READERS of Dr. Stoddard's “Rising Tide of Color” or his “Revolt against Civilisation” will know what to expect of the essay at present under notice. “More and more we are coming to realise the fundamental importance of race in human affairs”(p. 3); and the superficial similarity of the civilisation of European countries should not obscure the racial differences between their populations. Climate and soil may account for much, but “are not so universal in their effects as race, which subtly but inevitably influences every phase of human existence”(p. 5). Since on Dr. Stoddard's race-map, accepted without change from Madison Grant's “Passing of the Great Race,” “we see a Europe inhabited by three races [Nordic, Alpine, and Mediterranean], Europe's seemingly tangled history grows much simpler, while present-day conditions become more understandable” (p. 5): especially as “Europe is a striking example of the persistence of race” (p. 8), and “even in those regions where racial mixture has been most prolonged and general we find populations not fused into new intermediate varieties with harmonious, stably blended qualities but composed of obviously mixed individuals”—a rather ambiguous phrase—“most of whom can be classified as belonging mainly to one or other of the ancestral types” (p. 9).
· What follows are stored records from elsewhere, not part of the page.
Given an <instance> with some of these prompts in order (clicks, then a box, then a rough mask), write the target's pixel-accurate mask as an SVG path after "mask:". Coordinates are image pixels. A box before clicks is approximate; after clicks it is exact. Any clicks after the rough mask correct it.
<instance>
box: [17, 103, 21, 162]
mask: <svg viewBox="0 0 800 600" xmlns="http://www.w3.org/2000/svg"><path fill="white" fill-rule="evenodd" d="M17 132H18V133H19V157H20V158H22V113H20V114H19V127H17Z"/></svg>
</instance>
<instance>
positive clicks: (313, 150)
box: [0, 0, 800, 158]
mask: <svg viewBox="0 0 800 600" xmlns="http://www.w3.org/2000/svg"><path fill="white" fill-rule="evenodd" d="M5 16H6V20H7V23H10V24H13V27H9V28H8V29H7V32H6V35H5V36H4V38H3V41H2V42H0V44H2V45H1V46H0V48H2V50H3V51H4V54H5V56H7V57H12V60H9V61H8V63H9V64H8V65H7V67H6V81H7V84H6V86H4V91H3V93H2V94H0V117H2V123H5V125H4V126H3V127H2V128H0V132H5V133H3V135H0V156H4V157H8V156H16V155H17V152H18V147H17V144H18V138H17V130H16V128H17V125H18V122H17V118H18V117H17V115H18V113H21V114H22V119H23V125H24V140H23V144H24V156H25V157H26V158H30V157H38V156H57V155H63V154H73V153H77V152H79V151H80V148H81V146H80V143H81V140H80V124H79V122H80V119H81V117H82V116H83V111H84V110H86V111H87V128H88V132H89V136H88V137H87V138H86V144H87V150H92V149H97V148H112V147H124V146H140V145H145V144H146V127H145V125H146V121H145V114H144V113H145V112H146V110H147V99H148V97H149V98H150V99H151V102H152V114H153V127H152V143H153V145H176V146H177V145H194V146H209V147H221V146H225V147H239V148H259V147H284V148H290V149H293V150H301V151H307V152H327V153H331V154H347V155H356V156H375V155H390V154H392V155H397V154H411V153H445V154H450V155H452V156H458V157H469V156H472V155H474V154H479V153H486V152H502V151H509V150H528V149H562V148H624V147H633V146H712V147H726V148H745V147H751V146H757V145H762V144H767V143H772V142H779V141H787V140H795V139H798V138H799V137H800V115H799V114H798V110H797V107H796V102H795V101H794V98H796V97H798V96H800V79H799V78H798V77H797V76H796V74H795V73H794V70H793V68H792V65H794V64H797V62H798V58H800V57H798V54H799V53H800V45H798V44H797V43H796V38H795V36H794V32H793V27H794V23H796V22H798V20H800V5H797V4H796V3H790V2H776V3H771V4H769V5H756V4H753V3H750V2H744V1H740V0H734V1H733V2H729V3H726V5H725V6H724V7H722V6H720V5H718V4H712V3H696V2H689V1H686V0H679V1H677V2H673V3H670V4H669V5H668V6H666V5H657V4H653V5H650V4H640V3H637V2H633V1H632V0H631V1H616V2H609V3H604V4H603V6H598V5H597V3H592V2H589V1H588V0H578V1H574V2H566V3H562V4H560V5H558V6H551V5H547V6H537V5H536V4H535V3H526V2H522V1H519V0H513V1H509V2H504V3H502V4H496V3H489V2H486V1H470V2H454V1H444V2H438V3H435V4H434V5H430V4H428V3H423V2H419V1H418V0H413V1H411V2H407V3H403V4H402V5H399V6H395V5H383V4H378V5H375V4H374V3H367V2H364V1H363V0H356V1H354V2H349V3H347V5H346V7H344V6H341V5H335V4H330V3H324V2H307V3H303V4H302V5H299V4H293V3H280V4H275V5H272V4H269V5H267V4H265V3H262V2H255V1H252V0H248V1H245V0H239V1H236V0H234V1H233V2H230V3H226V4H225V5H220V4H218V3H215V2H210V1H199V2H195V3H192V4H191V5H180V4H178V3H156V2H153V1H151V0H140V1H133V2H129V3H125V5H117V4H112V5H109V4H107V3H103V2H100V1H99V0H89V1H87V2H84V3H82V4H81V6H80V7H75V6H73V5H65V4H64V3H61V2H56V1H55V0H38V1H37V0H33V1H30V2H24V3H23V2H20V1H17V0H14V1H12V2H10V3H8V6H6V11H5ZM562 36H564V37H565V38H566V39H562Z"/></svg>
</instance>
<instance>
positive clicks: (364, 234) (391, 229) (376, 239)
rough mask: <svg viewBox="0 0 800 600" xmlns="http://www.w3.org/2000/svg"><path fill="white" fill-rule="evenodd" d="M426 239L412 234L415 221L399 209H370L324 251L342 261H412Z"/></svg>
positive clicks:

The reason given for this is “another law of races—the tendency to breed out alien strains when these are not too numerous, so that such strains ultimately vanish, and never reappear in the stock.” It is argued that since “these three races differ markedly from one another, not merely in physical appearance, but also in intellectual and emotional qualities” (p. 6), circumstances such as war or industrialism, less favourable to one race, or more so to another, produce the profound social effects which we know, by altering the racial composition of the peoples exposed to them; and the citizens and statesmen momentarily concerned with Understanding and alleviating the troubles that ensue, are warned to take account of these anthropological factors, and will disregard them at their peril.

Racial Realities in Europe.

By Dr. Lothrop Stoddard. Pp. v + 252 + 3 maps. (London: C. Scribner's Sons, 1924.) 12s. 6d. net.